Versprochen war eigentlich, dass sich die Zahlen in genau die andere Richtung entwickeln… Naja.
2021: 49.998 / 58.465
Darf man sich fragen, ob wir uns da seit Jahren auf einem planerischen Blindflug befinden? Oder ist das Hantieren mit ziemlich fiktiven Zahlen und nicht erreichten Planwerten einfach bereits zum Standard geworden? Siehe B56n, B399n…
Selbst die Zahlen des Modal-Split-Ist-Zustandes 2014 sind mit Vorsicht zu genießen. Denn sie wurden, wenn ich das richtig verstehe, aus kreisweiten Daten einer Befragung von rund 3.000 Haushalten anlässlich der Erstellung des Nahverkehrsplans des Kreises extrahiert. (SPSS lässt grüßen.)
Ob diese Art der Basis-Erfassung der absolut zentralen Zielwerte geschickt und geeignet ist, kann ich schlecht beurteilen. Auch die Repräsentativität und Validität dieser Daten könnte man sich mal genauer anschauen…
Auf jeden Fall erscheint es mir ziemlich fahrlässig, die Überprüfung der zentralen Zielplanungen komplett zu ignorieren – egal auf welchen Ursprungs-Daten sie basieren. Verstehe ich auch ganz praktisch nicht. Will man gar nicht wissen, wohin die Maßnahmen führen, die man so umsetzt? Irgendwie will man sich doch ein Bild davon machen können, ob man auf dem richtigen Weg ist, oder nicht? (Vielleicht ja ganz bewusst besser nicht? Siehe kontraproduktive Schmutz- und Mehrzweckstreifen-Offensive, Auswertungen ADFC-Fahrradklima-Test…!)
Da freut sich der Qualitätsbeauftragte leider gar nicht mehr. Beim TÜV-Audit wäre das wahrscheinlich eine fette Abweichung: Keine Evaluation der Jahreszielplanung vorhanden. Folgemaßnahmen können nicht bestimmt werden. Prekäres Beschwerde- und Feedback-Management… Verantwortlichkeit: Leitung. Korrektur der Abweichung bis spätestens…

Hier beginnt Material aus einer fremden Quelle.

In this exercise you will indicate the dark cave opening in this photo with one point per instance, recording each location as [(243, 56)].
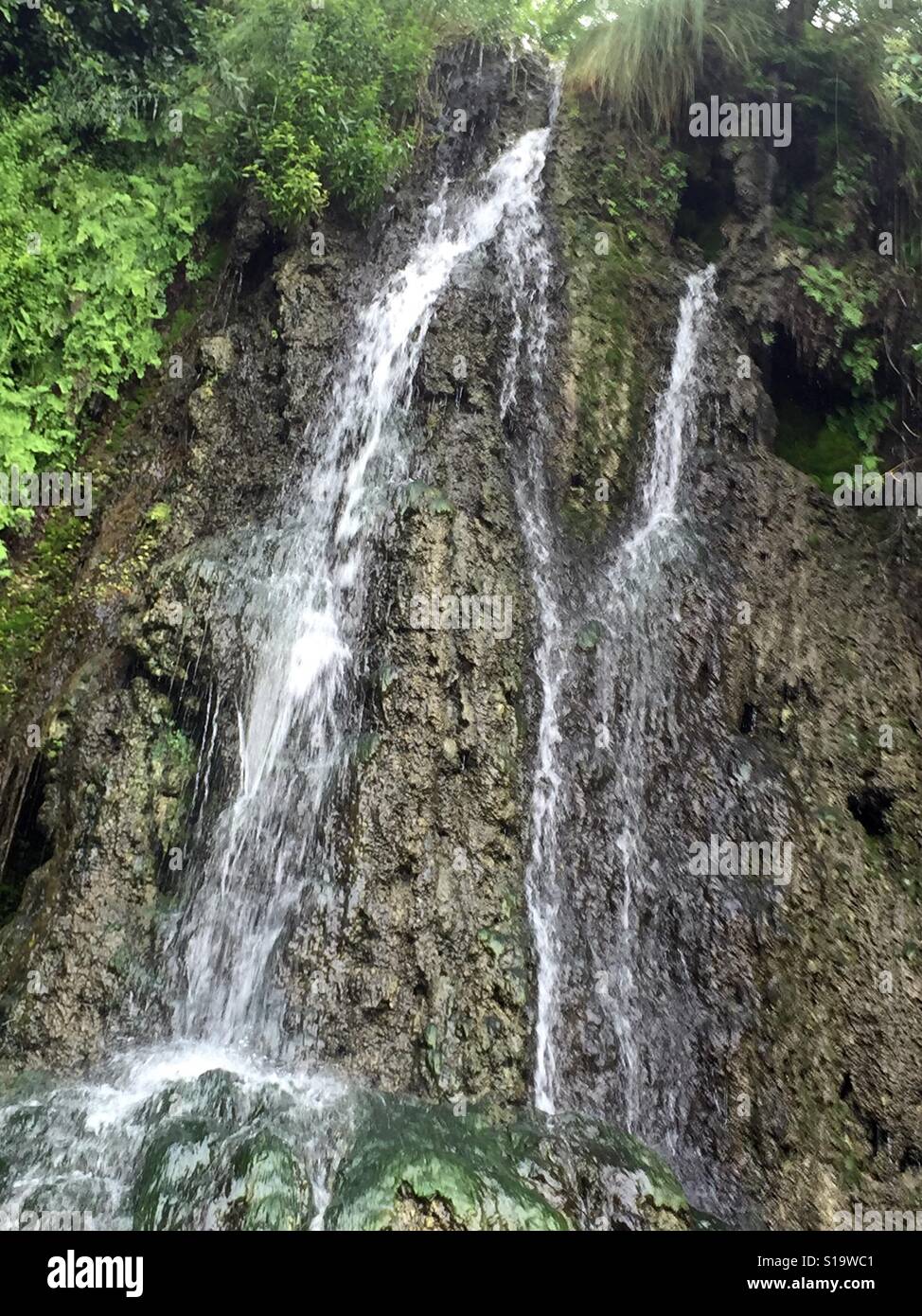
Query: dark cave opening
[(705, 203), (870, 807), (30, 845), (811, 432)]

Schade eigentlich, dass eine Evaluation der Maßnahmen aus dem Klimaschutzteilkonzept nicht von Anfang an begleitend stattgefunden hat. So hätten wir uns wahrscheinlich jede Menge dubiose Schutz- und Mehrzweckstreifen erspart, die nun nach und nach wieder abgerubbelt werden, weil sie sich a) nicht bewährt haben und/oder b) keinem heutigen Standard entsprechen.
Die Verkehrsverlagerung, als Hauptschwerpunkt des Klimaschutzteilkonzeptes, sollte in den kommenden Jahren zu einer Veränderung der Modal-Split-Werte führen. Die wichtigste Annahme ist dabei, dass diese Veränderungen zu Gunsten der Verkehrsmittel des Umweltverbundes erfolgen, insbesondere des Fahrradverkehrs und des Bus- und Bahnverkehrs.

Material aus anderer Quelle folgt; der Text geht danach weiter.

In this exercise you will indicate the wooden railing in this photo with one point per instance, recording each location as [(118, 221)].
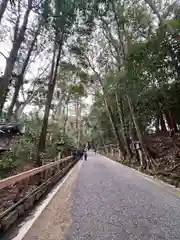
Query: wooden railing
[(18, 193)]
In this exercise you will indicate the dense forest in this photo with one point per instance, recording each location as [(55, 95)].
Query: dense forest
[(124, 55)]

Klimaschutzteilkonzept Stadt Düren
Diese Annahme beruht auf dem empfohlenen Maßnahmenkatalog des Klimaschutzkonzeptes. Das Büro für Mobilitätsberatung und Moderation legte dabei, mit den geplanten Maßnahmen zu erreichende, Zielwerte fest, welche im Rahmen von Workshops diskutiert wurden.

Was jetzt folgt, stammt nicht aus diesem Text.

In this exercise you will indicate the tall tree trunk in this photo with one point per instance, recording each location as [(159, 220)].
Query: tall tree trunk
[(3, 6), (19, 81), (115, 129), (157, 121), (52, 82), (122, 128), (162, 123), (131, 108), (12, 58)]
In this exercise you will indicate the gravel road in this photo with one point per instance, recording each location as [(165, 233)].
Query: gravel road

Diese Zielwerte bilden die Grundlage für die Veränderungen der Verkehrsmengen der einzelnen Verkehrsträger und damit der Verkehrsleistung und der daraus berechneten Treibhausgasemissionen.
Ziel ist es den MIV-Anteil bis 2025 um 10 % zu senken und zugleich den ÖPNV- und den Fahrradanteil um je 5 % zu erhöhen. Der Fußverkehrsanteil soll konstant gehalten werden.
Drei Kilometer? Ernsthaft?
Ein Blick auf die Zahlen aus dem Nahverkehrsplan wirft noch eine weitere Frage auf…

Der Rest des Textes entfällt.